Wey, who goes by the name Brandon Wade for business purposes, stressed that in spite of this case, SeekingArrangement.com is not an outlet to solicit prostitution.

“We are very strict on this policy. We tell both the men and females that it is a dating site, it is not an escort site,” said Wey.

“This is just so strange to have to have a person who has been on the site for so long, faced so many cases of extortion and still continues to use it.”

The FBI declined comment on the case, although an FBI agent in New Haven who formerly worked in an anti-cybercrime unit said the scenario of a person being extorted multiple times through an online dating site is rare.

“Based upon my experience. I haven’t seen it very often here in Connecticut,” said Special Agent Jane Domboski.

Married in 1986

According to town records, Dent resides on a private street in a gated house assessed at $4.5 million and owns his own investment firm, although he recently closed the doors of his office in Old Greenwich.

Dent, who told police in 2007 that his net worth is approximately $100 million, is also the founding funder of the Greenwich Science Center, a nonprofit educational organization based in Stamford, which is now defunct.

According to Dent’s 1986 wedding announcement published in the New York Times, he is the great-grandson of the late Alfred Irenee du Pont, the former head of the E.I. du Pont de Nemours & Co., a major American chemical company founded in 1802.
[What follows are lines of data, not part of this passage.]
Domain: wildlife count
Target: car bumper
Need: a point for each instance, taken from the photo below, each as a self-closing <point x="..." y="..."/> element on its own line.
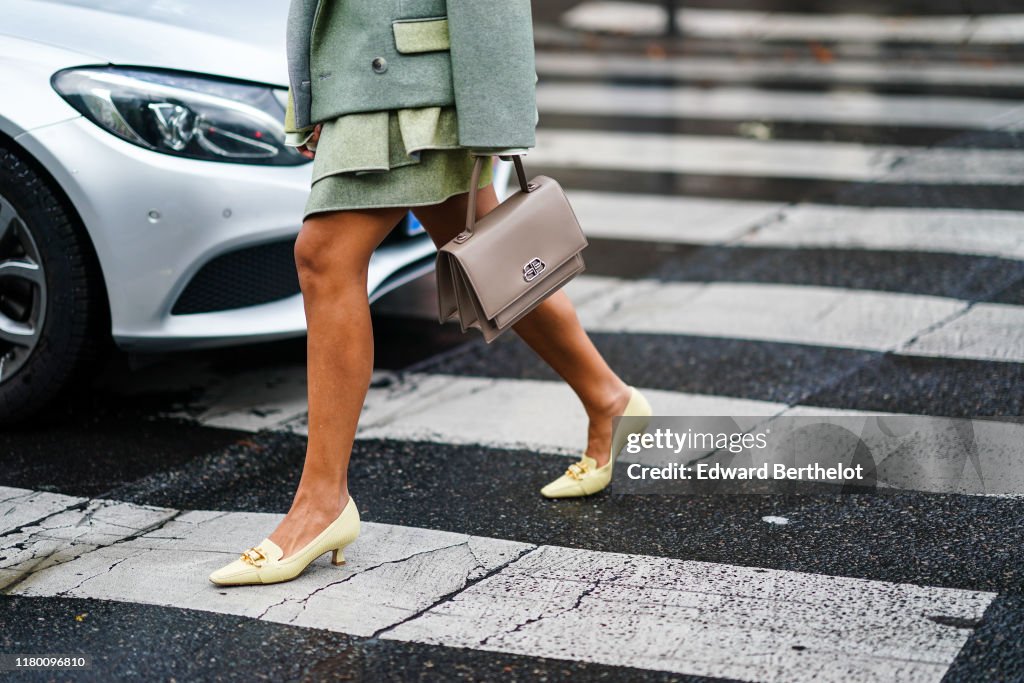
<point x="158" y="221"/>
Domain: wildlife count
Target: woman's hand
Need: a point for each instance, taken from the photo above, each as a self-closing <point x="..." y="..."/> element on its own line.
<point x="305" y="151"/>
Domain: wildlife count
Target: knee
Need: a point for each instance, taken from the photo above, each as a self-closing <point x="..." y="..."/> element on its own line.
<point x="324" y="259"/>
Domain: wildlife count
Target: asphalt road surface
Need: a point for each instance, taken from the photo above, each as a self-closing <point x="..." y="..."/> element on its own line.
<point x="787" y="213"/>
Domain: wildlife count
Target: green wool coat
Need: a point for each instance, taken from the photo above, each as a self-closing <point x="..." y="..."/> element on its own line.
<point x="390" y="54"/>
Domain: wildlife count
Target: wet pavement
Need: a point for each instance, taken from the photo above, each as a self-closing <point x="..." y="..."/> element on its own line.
<point x="876" y="177"/>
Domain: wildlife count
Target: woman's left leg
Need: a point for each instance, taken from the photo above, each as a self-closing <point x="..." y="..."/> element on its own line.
<point x="552" y="330"/>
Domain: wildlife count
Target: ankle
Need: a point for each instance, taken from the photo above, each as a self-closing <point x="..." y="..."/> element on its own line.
<point x="611" y="402"/>
<point x="327" y="500"/>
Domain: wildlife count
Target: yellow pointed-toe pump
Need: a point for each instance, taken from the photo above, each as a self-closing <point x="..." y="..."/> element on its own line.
<point x="262" y="563"/>
<point x="585" y="477"/>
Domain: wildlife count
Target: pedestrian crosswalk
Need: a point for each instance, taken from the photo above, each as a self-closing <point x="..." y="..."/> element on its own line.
<point x="466" y="591"/>
<point x="766" y="26"/>
<point x="737" y="272"/>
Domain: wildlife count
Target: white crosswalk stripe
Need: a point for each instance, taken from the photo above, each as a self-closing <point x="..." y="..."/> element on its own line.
<point x="737" y="102"/>
<point x="724" y="71"/>
<point x="832" y="161"/>
<point x="698" y="221"/>
<point x="651" y="18"/>
<point x="504" y="596"/>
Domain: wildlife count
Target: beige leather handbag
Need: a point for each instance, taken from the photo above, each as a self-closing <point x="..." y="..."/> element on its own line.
<point x="502" y="266"/>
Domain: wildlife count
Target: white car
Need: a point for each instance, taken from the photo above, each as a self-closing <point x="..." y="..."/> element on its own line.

Frederick said the Greenwich Science Center, opened in 2007, ceased operations several months ago due to the economic climate and Dent’s Old Greenwich company, Dentinvestments LLC, closed its Old Greenwich office due to downsizing.

Dent’s identity was revealed in the Jessops’ arrest warrant, which is on file at the state Superior Court in Stamford. While Dent’s name was redacted in police reports, both cases are tied together by the warrant, which outlines the history of the two investigations.

“On January 28, 2009 (the FBI) notified this agency about a possible extortion from a Greenwich resident. The victim is Stephen Dent. This affiant had a similar case in 2007 where Dent was the victim of extortion,” police wrote in the Jessops’ warrant.

Frederick said Dent chose to cooperate fully with authorities during both investigations and is looking forward to putting everything behind him.

“He chose to cooperate with the police in order to ensure that the perpetrators of the extortion were brought to justice despite the personal risks associated with that cooperation,” Frederick said.

Frederick said Dent is moving forward with support from his family and hopes his story will be a warning for others.

“He is fortunate to be able to rely on the tremendous support he has received from his wife and family and from his close friends,” Frederick said. “He further hopes the publicity this matter has received will be useful in teaching the public the dangers of Internet crime.”

Dent declined several requests for an interview.

The Jessops are due back in court on May 27.